Auteur d’une thèse sur les droits TV, Antoine Feuillet abonde : "Ils ont un tas de données sur leurs utilisateurs, grâce auxquelles ils ont dû observer que diffuser du sport n’augmentait pas le trafic sur Facebook, et n’était donc pas rentable". Car le but premier de Facebook comme de tout réseau social, c’est de retenir un maximum l’attention de l’utilisateur. 

En ce sens, le modèle de diffusion sportive ne colle pas forcément à l’utilisation que l’on a de Facebook, explique Antoine Feuillet : "Les gens ne restent pas 90 minutes sur le même contenu sur les réseaux sociaux. Autrement dit, le modèle traditionnel du sport, avec une diffusion longue, ne correspond pas à leur modèle principal". L’autre problème, c’est que Facebook diffuse ses contenus sportifs sur sa plateforme Watch, gratuite.

Pour rentabiliser l’affaire, il faut donc passer par la pub : "Watch a très peu d’utilisateurs. C’est un modèle économique différent, c’est compliqué de ne vivre que de la publicité sur des droits aussi chers. C’est comme ça que Canal+ a tué TF1 petit à petit sur les matches de Ligue des champions", rappelle Mickaël Terrien. Mais l’économiste balaye l’hypothèse d'un manque de moyens pour expliquer le recul de Facebook : "Ils ont un budget relativement faible de 1,4 milliards de dollars par an contre 12 milliards pour Netflix par exemple, mais ça peut suffire pour obtenir des droits. La vraie explication, c’est leur modèle économique qui est plus proche de YouTube que de Netflix, car basé sur la publicité". En vérité, Facebook est en pleine mutation depuis l’an dernier. 

Sur le recul, mais à l'affût

À tel point que pour Mickaël Terrien la question n’est plus de savoir pourquoi ils sont moins ambitieux sur les droits sportifs, "mais plutôt est-ce qu’ils vont y aller ?". Antoine Feuillet répond : "Ils sont malgré tout intéressés par des droits qui pourraient se présenter, notamment dans la phase de récession actuelle. Ça peut être l’occasion, sinon ils se positionnent sur d’autres types de produits. La preuve avec leurs dernières acquisitions, qui concernent des highlights en cricket ou en NFL, donc plutôt des résumés de matches. Ce sont des droits secondaires mais plus logiques pour leur plateforme". Facebook reste donc en phase d’observation. "Contrairement à Netflix ou Amazon Prime, ils n’ont pas besoin de contenus premium", rappelle Mickaël Terrien.

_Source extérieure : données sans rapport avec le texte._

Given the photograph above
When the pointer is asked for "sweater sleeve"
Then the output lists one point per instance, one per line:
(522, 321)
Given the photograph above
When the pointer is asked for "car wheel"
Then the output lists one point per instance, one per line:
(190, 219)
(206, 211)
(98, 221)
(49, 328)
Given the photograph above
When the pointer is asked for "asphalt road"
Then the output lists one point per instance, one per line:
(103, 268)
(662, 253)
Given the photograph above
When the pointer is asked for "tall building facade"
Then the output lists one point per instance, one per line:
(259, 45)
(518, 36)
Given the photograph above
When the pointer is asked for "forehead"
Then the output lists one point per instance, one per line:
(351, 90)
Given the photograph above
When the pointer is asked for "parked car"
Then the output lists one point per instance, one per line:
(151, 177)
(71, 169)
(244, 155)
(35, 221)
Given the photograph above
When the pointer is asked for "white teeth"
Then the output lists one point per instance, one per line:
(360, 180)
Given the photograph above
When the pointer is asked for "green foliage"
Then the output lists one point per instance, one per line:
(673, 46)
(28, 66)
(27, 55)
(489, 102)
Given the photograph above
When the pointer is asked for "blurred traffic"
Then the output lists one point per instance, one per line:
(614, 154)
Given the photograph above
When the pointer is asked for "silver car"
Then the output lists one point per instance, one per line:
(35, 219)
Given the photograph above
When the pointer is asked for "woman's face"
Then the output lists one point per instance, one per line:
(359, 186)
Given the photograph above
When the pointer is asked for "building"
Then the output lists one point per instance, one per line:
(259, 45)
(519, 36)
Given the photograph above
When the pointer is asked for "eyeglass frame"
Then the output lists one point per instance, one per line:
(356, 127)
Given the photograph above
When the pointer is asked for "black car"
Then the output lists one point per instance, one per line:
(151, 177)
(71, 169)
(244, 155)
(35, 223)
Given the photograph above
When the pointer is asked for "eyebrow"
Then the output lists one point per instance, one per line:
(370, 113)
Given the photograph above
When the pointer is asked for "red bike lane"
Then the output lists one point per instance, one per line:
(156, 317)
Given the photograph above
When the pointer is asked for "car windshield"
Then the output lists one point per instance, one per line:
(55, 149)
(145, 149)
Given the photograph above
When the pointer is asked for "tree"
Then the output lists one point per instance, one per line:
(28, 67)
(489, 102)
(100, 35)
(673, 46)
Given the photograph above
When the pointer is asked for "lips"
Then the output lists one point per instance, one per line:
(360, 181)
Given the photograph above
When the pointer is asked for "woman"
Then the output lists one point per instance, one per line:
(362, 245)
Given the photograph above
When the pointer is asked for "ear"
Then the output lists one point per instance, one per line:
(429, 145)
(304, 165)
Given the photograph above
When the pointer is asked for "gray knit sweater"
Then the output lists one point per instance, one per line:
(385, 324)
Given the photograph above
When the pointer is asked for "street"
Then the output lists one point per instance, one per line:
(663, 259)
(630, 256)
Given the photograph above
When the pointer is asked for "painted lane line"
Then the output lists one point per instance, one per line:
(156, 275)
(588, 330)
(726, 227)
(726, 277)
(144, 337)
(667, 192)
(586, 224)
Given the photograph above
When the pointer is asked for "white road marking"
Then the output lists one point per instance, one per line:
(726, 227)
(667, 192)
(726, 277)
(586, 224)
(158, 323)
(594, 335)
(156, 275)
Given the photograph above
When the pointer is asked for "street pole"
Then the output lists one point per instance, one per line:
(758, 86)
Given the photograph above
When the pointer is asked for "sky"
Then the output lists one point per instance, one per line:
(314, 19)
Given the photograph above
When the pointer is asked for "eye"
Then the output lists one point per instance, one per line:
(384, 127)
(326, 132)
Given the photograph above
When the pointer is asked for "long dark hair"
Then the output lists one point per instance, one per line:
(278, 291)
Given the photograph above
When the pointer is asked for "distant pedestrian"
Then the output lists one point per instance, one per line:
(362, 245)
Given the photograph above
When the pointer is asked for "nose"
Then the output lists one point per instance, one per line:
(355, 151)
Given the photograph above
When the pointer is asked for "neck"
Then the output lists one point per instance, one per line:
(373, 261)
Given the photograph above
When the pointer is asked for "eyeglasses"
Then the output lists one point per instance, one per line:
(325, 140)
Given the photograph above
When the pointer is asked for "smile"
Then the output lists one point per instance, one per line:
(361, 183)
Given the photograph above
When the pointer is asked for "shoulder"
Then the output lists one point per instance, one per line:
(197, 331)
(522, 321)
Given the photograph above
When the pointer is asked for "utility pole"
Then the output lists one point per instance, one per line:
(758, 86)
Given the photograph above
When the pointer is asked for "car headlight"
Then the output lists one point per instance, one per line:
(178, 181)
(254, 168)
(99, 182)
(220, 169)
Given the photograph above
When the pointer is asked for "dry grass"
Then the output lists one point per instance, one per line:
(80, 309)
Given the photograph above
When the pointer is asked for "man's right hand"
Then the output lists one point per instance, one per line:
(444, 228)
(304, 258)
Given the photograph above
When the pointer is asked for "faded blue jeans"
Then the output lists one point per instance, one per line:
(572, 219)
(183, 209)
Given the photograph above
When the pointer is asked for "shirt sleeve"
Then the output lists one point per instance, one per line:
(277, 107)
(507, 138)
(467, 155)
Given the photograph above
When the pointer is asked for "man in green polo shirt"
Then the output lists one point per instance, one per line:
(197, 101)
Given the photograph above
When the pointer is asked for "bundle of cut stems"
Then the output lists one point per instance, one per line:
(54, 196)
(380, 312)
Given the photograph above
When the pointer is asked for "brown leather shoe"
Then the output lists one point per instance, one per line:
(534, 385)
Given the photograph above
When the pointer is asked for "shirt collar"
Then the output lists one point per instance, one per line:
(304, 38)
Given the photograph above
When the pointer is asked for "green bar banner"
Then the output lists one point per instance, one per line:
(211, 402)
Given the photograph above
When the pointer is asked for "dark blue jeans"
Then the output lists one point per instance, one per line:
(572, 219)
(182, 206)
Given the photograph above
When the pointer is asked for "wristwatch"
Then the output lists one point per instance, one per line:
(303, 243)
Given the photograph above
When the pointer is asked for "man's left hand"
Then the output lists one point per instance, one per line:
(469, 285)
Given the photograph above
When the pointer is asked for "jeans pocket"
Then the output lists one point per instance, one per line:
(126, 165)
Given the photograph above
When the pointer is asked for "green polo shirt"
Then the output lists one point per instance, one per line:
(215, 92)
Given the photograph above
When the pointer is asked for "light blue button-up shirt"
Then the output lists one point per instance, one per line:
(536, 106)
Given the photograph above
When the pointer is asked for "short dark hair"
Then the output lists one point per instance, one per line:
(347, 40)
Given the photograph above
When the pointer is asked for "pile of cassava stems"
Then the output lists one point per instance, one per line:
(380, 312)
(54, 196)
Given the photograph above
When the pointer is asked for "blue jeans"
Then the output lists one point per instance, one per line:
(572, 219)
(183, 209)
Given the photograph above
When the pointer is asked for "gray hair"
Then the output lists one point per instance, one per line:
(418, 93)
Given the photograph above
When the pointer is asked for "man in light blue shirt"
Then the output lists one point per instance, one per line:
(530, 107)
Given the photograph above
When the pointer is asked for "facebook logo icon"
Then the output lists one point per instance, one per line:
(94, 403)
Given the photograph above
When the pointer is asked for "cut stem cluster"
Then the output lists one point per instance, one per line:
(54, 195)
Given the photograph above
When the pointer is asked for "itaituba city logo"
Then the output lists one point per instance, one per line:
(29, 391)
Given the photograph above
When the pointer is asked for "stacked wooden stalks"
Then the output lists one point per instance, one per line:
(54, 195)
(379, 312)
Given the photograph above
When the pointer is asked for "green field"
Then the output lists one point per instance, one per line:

Et s’il ne faut pas s’attendre à voir Facebook flamber, c’est pour une raison simple d’après Antoine Feuillet : "Les GAFAM ont une telle maitrise des données qu’ils sont les plus à mêmes de choisir. Ils ne mettront jamais plus d’argent qu’il n’en faut. Pour l’instant le rêve des GAFAM qui volent à la rescousse du sport, c’est un mirage".

Là-dessus, tous les observateurs sont d’accord, à l’image de Pierre Maes : "Franchement on peut quand même se dire que si intérêt il y avait, ce serait déjà fait. Ils ne sont pas dans ce modèle de droits remis en vente régulièrement. Ils ne sont pas très contenus, ils ne produisent pas de séries comme Netflix. Eux c’est plus du contenu généré par leurs utilisateurs que, par définition, ils ne payent pas".

Et l’auteur du "Business des Droits TV du Foot" de conclure : "Au-delà de Facebook, on peut même dire qu’il n’y aura pas de GAFAM dans le marché des droits TV. Amazon fait des investissements raisonnables, raisonnés en fonction d’une activité. Ils ne seront pas les sauveurs du milieu, ils veulent attirer des gens vers leur plateforme Prime, le sport est un hameçon, rien de plus".